Submission and evaluation
• You must submit a PDF document via the LMS. Note: handwritten, scanned images, and/or Microsoft Word submissions are not acceptable — if you use Word, create a PDF version for submission.
• Marks are primarily allocated for correctness, but elegance of algorithms and how clearly you communicate your thinking will also be taken into account. Where indicated, the complexity of algorithms also matters.
• Please write any pseudo code following the format suggested in the examples provided in the sample lecture slides and/or the textbook. Take care with indentation, loops, if statements, initialisation of variables and return statements. Cormen et al. (available as an e-book in the library) provide some guidelines for pseudo code (pages 20–22).
• Make sure that you have enough time towards the end of the assignment to present your solutions carefully.

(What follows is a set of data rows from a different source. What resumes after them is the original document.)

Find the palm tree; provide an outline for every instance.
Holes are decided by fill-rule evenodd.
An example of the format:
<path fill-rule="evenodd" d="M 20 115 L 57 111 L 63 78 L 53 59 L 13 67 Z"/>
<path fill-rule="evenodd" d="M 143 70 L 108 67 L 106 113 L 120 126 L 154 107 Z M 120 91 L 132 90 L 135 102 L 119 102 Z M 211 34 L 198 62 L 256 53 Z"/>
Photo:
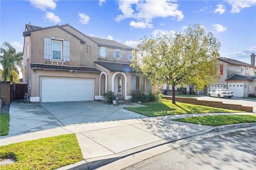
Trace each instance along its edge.
<path fill-rule="evenodd" d="M 2 44 L 0 52 L 0 64 L 3 68 L 1 79 L 6 82 L 7 80 L 18 82 L 18 69 L 22 69 L 22 52 L 17 53 L 15 49 L 10 43 L 6 42 Z"/>

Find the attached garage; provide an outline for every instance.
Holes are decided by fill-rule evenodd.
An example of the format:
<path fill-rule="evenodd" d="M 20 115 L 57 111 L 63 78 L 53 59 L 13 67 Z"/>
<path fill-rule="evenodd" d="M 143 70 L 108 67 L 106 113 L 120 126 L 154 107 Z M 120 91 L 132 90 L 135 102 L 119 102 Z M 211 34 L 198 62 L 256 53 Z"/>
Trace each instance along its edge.
<path fill-rule="evenodd" d="M 93 100 L 94 80 L 41 78 L 41 102 Z"/>
<path fill-rule="evenodd" d="M 244 97 L 244 84 L 228 84 L 228 88 L 233 92 L 234 97 Z"/>

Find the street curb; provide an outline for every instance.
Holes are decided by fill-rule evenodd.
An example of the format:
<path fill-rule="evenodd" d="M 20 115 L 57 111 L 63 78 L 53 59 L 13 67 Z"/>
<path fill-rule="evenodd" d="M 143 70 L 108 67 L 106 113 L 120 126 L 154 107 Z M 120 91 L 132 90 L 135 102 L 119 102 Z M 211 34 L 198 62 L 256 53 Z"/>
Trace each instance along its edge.
<path fill-rule="evenodd" d="M 95 158 L 90 158 L 87 160 L 85 159 L 81 161 L 77 162 L 75 164 L 70 164 L 60 168 L 57 169 L 57 170 L 84 170 L 95 169 L 127 156 L 181 140 L 184 139 L 199 135 L 220 132 L 226 130 L 252 127 L 256 127 L 256 123 L 239 123 L 210 127 L 207 129 L 200 132 L 168 138 L 166 139 L 169 141 L 168 142 L 156 145 L 148 148 L 140 150 L 137 150 L 134 151 L 134 150 L 136 150 L 136 149 L 132 149 L 129 150 L 112 155 L 100 156 Z M 129 150 L 130 150 L 130 152 L 128 152 Z"/>

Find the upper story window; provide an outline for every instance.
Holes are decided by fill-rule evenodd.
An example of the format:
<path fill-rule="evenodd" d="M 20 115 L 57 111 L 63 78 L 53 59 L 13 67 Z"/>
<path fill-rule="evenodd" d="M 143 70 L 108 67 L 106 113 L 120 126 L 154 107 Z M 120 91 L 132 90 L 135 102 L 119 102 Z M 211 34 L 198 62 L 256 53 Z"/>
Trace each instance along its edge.
<path fill-rule="evenodd" d="M 132 60 L 132 52 L 128 51 L 126 53 L 126 59 L 128 60 Z"/>
<path fill-rule="evenodd" d="M 62 43 L 60 41 L 52 41 L 52 55 L 53 60 L 61 60 Z"/>
<path fill-rule="evenodd" d="M 240 67 L 240 74 L 244 74 L 244 67 Z"/>
<path fill-rule="evenodd" d="M 92 46 L 86 45 L 86 53 L 89 54 L 92 53 Z"/>
<path fill-rule="evenodd" d="M 58 62 L 61 63 L 70 61 L 70 41 L 51 37 L 44 38 L 44 59 L 59 61 Z"/>
<path fill-rule="evenodd" d="M 254 69 L 253 68 L 250 68 L 250 75 L 254 75 Z"/>
<path fill-rule="evenodd" d="M 98 56 L 101 57 L 107 57 L 108 56 L 108 49 L 105 47 L 100 47 L 98 49 Z"/>
<path fill-rule="evenodd" d="M 122 51 L 120 50 L 115 50 L 113 53 L 113 57 L 117 59 L 121 59 Z"/>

Time you put in early will usually turn out to be more productive than a last-minute effort.
• You are reminded that your submission for this assignment is to be your own individual work. For many students, discussions with friends will form a natural part of the undertaking of the assignment work. However, it is still an individual task. You should not share your answers (even draft solutions) with other students. Do not post solutions (or even partial solutions) on social media. It is University policy that cheating by students in any form is not permitted, and that work submitted for assessment purposes must be the independent work of the student concerned.
Please see https://academicintegrity.unimelb.edu.au
If you have any questions, you are welcome to post them on the LMS discussion board. You can also email the Head Tutor, Lianglu Pan or the Lecturer, Michael Kirley . In your message, make sure you include COMP90038 in the subject header. In the body of your message, include a precise description of the problem.
Late submission will be possible, but a late submission penalty will apply: a flagfall of 4 marks, and then 2 mark per 12 hours late.
Extensions will only be awarded in extreme/emergency cases, assuming appropriate documentation is provided – simply submitting a medical certificate on the due date will not result in an extension.